The Wolfram|Alpha App, Two Weeks Later
It’s been little over two weeks since the Wolfram|Alpha App for the iPhone and iPod touch was released to the world on the App Store. During that time, the app has gained a substantial following, was listed as “What’s Hot” on the App Store, has ignited a passionate discussion over pricing and the viability of ambitious apps on the App Store, and has even had an unexpected bug fixed. It has been an exciting couple of weeks.
As noted in a couple of the App Store reviews, the initial release of the app wasn’t perfect. We’ve been developing commercial software for over 20 years, but despite this, it seems no matter how much effort one puts into testing, you’ll always find issues in the wild. Thanks in large part to immediate feedback through Twitter, this blog, and other blog posts about the Wolfram|Alpha App, we were able to narrow the issue down to an obscure bug in the auto-update mechanism for the in-app examples and immediately issue a fix by updating the way the Wolfram|Alpha API responds to the problematic queries. We agree with you: a $50 app should not crash.

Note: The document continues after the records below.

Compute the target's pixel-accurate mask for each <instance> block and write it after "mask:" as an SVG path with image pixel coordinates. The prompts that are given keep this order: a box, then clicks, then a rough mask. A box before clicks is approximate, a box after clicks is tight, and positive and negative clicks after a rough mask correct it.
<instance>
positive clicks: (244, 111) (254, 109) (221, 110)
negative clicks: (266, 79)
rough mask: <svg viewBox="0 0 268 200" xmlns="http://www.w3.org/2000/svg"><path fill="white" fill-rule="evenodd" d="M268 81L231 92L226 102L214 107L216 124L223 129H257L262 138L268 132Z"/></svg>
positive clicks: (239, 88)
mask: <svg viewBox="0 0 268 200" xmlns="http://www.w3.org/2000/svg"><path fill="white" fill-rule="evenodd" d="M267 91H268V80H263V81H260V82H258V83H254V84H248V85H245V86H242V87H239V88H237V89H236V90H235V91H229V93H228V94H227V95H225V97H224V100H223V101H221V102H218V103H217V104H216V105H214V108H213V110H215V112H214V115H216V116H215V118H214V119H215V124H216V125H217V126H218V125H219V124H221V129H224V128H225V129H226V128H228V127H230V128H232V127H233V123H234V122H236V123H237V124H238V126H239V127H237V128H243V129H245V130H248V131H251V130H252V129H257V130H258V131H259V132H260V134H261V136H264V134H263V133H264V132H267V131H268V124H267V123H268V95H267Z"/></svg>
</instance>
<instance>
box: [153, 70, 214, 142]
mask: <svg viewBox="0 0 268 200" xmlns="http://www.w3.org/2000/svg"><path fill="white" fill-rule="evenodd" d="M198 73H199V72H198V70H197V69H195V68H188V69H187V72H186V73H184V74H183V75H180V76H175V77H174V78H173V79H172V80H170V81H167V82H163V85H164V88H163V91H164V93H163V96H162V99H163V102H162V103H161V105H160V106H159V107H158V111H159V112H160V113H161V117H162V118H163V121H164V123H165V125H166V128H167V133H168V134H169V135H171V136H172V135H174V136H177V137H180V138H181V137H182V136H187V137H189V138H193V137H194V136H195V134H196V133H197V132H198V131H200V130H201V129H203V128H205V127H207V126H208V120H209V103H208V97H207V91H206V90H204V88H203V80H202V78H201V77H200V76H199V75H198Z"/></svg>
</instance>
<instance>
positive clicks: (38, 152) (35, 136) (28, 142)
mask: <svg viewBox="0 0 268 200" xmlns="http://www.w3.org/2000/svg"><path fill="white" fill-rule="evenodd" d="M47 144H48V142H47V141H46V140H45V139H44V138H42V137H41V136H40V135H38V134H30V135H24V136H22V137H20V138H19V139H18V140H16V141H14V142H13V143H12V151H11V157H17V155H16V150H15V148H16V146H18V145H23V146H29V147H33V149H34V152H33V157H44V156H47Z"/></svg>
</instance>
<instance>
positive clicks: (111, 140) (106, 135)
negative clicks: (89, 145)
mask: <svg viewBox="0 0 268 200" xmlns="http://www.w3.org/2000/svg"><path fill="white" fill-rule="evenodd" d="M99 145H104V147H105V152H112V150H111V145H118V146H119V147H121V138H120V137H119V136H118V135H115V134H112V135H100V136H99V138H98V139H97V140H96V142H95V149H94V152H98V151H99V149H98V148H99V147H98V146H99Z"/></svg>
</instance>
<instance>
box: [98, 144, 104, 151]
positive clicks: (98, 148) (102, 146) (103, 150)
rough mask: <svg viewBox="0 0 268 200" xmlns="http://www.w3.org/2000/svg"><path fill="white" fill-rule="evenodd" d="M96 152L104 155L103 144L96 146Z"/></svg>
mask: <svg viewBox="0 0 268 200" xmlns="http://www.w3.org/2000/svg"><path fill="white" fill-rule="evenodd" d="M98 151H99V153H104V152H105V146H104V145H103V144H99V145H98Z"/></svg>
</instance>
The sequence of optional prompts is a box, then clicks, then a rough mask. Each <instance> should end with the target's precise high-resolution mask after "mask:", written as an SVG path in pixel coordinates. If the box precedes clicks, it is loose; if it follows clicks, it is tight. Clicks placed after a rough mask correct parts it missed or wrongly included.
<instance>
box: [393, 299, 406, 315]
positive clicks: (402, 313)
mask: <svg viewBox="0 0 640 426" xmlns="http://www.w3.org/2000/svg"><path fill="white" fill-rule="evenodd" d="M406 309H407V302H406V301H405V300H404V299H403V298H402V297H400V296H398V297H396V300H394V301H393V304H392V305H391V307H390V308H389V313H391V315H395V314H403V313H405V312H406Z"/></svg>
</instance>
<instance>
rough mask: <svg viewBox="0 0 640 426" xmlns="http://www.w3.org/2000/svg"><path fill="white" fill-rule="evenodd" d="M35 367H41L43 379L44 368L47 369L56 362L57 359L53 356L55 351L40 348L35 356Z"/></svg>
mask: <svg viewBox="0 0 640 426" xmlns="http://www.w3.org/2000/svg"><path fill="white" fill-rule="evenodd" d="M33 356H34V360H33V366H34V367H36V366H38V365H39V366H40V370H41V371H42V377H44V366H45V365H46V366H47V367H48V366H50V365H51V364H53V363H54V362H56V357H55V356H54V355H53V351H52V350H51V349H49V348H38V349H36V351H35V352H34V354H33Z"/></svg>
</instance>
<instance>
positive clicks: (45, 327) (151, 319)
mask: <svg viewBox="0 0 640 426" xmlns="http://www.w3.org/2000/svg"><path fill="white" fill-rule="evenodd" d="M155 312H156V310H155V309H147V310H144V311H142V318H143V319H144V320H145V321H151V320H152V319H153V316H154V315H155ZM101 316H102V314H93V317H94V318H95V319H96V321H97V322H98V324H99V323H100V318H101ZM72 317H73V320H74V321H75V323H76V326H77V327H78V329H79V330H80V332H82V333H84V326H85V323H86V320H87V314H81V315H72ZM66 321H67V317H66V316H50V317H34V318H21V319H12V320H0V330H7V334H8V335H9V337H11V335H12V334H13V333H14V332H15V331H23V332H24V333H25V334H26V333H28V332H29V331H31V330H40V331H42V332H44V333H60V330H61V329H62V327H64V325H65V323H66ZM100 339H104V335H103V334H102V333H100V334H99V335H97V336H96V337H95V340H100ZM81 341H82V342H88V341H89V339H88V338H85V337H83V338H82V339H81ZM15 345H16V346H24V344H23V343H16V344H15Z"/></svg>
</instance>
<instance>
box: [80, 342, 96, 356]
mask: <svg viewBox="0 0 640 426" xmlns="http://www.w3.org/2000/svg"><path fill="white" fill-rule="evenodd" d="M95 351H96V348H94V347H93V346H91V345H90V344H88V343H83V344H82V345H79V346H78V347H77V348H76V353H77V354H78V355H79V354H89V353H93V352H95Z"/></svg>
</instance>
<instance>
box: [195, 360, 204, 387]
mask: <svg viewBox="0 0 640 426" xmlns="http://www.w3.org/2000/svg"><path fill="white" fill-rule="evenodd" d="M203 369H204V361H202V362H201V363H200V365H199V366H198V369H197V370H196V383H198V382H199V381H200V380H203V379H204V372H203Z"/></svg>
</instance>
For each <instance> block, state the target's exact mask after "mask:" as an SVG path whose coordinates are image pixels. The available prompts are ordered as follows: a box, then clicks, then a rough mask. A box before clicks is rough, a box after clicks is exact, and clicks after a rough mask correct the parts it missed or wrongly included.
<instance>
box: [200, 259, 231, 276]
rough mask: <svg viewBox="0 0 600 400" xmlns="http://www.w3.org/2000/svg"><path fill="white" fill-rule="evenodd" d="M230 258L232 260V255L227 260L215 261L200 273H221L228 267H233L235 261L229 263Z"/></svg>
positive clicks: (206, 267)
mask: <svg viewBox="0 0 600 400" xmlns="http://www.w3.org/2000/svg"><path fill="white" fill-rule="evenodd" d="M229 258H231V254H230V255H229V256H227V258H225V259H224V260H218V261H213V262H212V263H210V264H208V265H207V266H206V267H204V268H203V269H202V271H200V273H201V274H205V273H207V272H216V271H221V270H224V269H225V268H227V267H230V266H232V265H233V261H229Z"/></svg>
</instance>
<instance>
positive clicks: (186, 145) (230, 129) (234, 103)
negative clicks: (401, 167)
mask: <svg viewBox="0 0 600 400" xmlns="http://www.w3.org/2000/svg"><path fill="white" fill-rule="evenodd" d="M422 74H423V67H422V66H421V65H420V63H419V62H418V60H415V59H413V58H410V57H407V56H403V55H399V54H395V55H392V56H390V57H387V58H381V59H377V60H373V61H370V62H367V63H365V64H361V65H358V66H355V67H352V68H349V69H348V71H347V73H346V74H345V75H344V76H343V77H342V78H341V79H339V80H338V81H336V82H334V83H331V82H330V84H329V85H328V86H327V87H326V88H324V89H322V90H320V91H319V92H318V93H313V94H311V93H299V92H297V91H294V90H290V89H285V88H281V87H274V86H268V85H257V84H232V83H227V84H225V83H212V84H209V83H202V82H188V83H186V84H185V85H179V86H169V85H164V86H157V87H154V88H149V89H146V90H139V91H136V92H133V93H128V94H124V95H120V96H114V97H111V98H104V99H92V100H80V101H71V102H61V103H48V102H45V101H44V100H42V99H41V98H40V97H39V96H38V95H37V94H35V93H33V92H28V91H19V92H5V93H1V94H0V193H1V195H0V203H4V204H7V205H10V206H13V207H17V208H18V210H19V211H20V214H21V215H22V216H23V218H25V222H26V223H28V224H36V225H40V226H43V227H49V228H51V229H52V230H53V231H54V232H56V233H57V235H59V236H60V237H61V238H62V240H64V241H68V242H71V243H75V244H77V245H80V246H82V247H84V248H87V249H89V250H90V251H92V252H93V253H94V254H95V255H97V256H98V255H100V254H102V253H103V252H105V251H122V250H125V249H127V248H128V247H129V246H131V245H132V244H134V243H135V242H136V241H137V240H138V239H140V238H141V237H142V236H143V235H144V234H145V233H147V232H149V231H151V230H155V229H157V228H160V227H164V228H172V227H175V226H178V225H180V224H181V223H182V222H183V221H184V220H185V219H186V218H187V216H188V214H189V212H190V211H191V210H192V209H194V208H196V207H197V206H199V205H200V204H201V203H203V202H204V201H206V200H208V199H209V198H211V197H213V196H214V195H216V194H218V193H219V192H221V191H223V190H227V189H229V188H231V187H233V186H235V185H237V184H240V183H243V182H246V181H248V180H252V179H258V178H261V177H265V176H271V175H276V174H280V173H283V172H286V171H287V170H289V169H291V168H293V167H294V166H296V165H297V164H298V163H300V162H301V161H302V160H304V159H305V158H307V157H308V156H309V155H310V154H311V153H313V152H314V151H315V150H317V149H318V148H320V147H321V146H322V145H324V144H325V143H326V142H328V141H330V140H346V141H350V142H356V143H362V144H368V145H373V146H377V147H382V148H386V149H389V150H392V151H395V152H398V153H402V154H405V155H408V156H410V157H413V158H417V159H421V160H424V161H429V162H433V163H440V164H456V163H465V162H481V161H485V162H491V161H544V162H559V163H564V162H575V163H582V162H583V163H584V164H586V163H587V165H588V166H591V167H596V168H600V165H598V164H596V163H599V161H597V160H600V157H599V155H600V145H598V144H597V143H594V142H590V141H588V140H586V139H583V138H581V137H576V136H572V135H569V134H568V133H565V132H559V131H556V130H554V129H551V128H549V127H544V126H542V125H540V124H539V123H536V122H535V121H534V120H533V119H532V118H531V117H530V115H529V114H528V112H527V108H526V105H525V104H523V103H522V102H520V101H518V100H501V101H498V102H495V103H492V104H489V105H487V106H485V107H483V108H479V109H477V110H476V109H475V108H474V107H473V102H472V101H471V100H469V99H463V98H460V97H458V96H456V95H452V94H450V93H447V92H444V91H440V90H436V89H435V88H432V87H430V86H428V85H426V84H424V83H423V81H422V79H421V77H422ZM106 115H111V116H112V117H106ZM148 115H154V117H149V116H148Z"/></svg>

The discussion on pricing has certainly been lively. I’d like to take a moment to respond to a number of questions that have popped up in the discussion.
Why not offer a free version of the app?
The Wolfram|Alpha website is the free version. You can access the website through Safari on the iPhone at no cost. You can even put a link to the Wolfram|Alpha web page on your home screen if you want.
If the website is free, why pay $50 for the app?
The website and the app offer different experiences in using Wolfram|Alpha. We’ve spent a great deal of time tuning the Wolfram|Alpha App for the specific needs of iPhone users. As has been observed by many, the changes aren’t dramatic. You get the exact same results from the website as you do from the app, and you have the same level and breadth of capability. We’re not limiting the website’s functionality to drive app sales.
The app is, in fact, a large collection of small changes. These changes add up to a unique and natural experience for using Wolfram|Alpha on the iPhone and iPod touch. We believe this experience is valuable, and those who have purchased the app have overwhelmingly told us that they agree. Unlike most of the $1 apps, which tend to only be used for a few days before they’re forgotten, we believe that the Wolfram|Alpha App’s value to users will continue to grow with time.
Why does the app require an internet connection?
By leveraging our supercomputer cloud through the Wolfram|Alpha API, the Wolfram|Alpha App is able to do a number of things that wouldn’t otherwise be possible. The iPhone and iPod touch are a great mobile computing platform, but there are severe memory and CPU horsepower constraints that dramatically limit the scope of queries that could be solved natively within a reasonable amount of time.
Accessing Wolfram|Alpha over the internet allows you to solve complex integrals and differential equations, to forecast tidal conditions in Hawaii during surfing competitions, to calculate the positions of the stars over Timbuktu next week or last century, and to do a host of other complex and meaningful computations. Using the API over the internet provides other advantages, as well. You immediately get access to all new data and computations as they are added, and as the recent crashing issue shows, you also get immediate fixes to issues when they occur.
Is the app really better than a handheld calculator?
My bet is that most high school and college students will find the Wolfram|Alpha App most useful for helping understand homework assignments. In addition to enabling more complex computations, the supercomputer cloud also allows the app to provide more than just the answer—such as various plots of the result, additional or alternative forms of the solution, the steps needed to solve the problem, and much more. As shown at Homework Day, this additional information that “surrounds” the answer can be incredibly helpful in better understanding the problem and the solution.
The discussion about the Wolfram|Alpha App has been tremendously interesting so far, and I’m looking forward to hearing more about what you think.